In 2018, Two Parts and Youth on Record bought UMS and committed to paying artists higher wages. Over the years, they invested money in monitoring for climate change, preparing for emergencies, instituting new safety programs and being ready for potential fentanyl overdoses, Youth on Record CEO Jami Duffy told Denverite last year.
Running a festival ethically and safely simply cost more than the organizations were bringing in. Duffy needed her nonprofit to refocus on its work with youth and get out of the festival business.
“UMS was a critical part of Youth on Record’s story, but ultimately young creatives are our North Star,” Duffy wrote in a recent statement. “The transition out of the co-ownership and management of UMS allows us to meet this moment in our city and in our nation. Young people and families urgently need more support, access to meaningful work and creative spaces, and protection at a time when their basic freedoms and lives are on the line.”
Youth on Record plans to partner with the state's music and sports industries to build new job opportunities for young people.
"We will also work with community organizations, mutual aid networks, immigrant rights organizations, and young leaders to respond to direct threats to our work, our students, and our freedoms. This will require our full focus for the foreseeable future," Duffy wrote.
A new owner
Across town, the RiNo Business Improvement District saw the festival’s departure from South Broadway as an opportunity. The board of directors asked the festival owners if they would be interested in moving the festival to the struggling art district – once home to a thriving DIY arts scene, but now known best for a freshly developed string of vacant office buildings and spendy apartments.

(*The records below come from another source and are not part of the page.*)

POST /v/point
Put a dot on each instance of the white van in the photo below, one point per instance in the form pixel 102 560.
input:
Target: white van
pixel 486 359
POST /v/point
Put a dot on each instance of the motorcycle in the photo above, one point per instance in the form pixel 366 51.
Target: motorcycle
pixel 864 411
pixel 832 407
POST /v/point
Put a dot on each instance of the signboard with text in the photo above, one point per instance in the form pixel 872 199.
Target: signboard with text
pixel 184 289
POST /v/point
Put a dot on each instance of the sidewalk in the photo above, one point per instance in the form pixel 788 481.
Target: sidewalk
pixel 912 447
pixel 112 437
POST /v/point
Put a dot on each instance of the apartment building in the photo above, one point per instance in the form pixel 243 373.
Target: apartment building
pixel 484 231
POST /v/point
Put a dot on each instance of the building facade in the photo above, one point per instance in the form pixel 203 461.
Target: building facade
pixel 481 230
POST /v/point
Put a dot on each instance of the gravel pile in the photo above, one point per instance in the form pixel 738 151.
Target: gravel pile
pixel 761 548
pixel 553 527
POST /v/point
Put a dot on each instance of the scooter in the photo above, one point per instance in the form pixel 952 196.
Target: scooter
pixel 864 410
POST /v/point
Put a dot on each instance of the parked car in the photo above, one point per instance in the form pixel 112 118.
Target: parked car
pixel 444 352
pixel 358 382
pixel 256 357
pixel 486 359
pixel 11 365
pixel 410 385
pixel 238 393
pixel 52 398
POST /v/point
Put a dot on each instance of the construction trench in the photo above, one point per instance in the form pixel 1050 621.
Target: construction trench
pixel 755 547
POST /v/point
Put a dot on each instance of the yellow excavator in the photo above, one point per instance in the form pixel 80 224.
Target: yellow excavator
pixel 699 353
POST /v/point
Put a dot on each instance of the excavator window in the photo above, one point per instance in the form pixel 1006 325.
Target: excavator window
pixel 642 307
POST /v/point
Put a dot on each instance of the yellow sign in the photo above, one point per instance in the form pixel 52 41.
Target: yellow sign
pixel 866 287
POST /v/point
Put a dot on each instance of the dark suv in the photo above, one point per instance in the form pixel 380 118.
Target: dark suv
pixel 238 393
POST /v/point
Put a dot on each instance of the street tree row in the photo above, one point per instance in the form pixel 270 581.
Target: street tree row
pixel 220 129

Two Parts had identified in internal discussions what was needed to save UMS: money, a partner with creative juice and marketing power. The RiNo offer checked those boxes, Stoner said. The district signed up to take a 50 percent stake in the festival.

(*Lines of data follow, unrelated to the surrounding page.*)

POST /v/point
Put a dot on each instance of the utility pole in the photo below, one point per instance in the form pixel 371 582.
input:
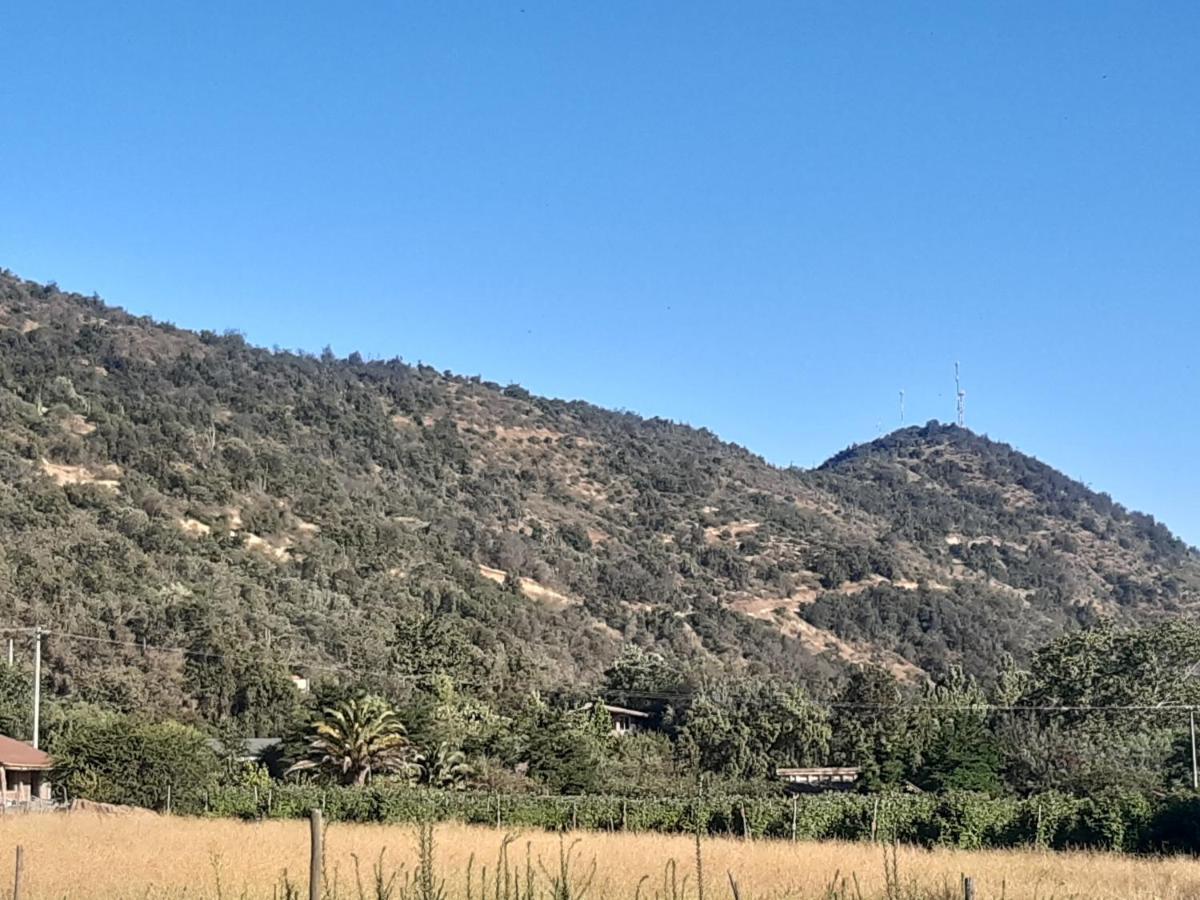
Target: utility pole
pixel 37 682
pixel 1195 772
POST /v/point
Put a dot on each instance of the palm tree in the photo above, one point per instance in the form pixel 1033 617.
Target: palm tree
pixel 359 738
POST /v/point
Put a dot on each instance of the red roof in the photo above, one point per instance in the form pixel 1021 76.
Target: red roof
pixel 19 755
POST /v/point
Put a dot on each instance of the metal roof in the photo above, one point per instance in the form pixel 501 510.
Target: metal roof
pixel 22 756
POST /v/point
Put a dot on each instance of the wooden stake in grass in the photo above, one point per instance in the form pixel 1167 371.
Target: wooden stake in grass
pixel 17 871
pixel 316 855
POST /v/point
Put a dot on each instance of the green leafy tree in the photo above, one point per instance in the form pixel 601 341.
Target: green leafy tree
pixel 564 750
pixel 115 759
pixel 747 729
pixel 360 738
pixel 870 727
pixel 447 768
pixel 959 750
pixel 16 702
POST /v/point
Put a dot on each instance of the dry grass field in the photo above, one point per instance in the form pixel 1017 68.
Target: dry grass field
pixel 144 856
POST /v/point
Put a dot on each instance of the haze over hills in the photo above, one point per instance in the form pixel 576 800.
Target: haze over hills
pixel 172 489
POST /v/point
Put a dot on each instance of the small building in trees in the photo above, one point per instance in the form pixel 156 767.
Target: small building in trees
pixel 24 772
pixel 819 778
pixel 624 721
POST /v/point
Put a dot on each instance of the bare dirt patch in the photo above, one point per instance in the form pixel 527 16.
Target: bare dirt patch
pixel 108 477
pixel 531 588
pixel 195 527
pixel 77 425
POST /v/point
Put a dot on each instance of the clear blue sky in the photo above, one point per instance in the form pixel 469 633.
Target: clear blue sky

UMS will now take place in all-new venues, at all-new stages and with new experiences in a new neighborhood, Stoner said. But which venues, which artists and how the festival will collaborate with the RiNo Arts District (now a separate entity from the BID) are all still up in the air.
“We really want to carry forward a UMS that people can recognize the experience of even if the scene and setting looks entirely different,” Stoner said. “We still plan on multiple outdoor stages, a dozen plus venues spread throughout the district.”
Throwing a music festival in RiNo comes with challenges
Compared to South Broadway, venues are spread far apart throughout the sprawling district. Train tracks divide the neighborhood. And some areas aren’t exactly walkable.
But Terry Madeksza, the BID’s new head, says making transportation between venues efficient is a top priority. Organizers are working on a mix of micromobility solutions and shuttles.
RiNo’s music scene is dominated by Mission Ballroom, AEG’s signature venue. UMS is unsure whether it will be collaborating with the entertainment giant that has an outsized role in the city’s music scene.

In the past, UMS has largely operated independently from AEG and Live Nation, the two international entertainment companies that dominate venues and city contracts. This year, the festival is open to a conversation with the group, though Stoner also maintains the festival will continue to be independent.
“I think we want everybody to know that this is not the commercialization or corporatization of UMS,” he said. “This is still a festival for the artists, and this is a festival for Denver.”
Madeksza says she hopes the festival brings fresh energy to RiNo. She expects bands to play in traditional venues, but also in surprising spaces that don’t normally host music. The idea is to introduce audiences to both local artists and local businesses.
“It is absolutely about the festival,” she said. “It is also about highlighting some of the incredible things going on in RiNo.”
UMS plans to bring 10,000 guests to see more than 200 performers, July 24-26, 2026, across RiNo.
For more information, go to the festival website.
Editor's note: This story has been updated with additional commentary from Youth on Record head Jami Duffy.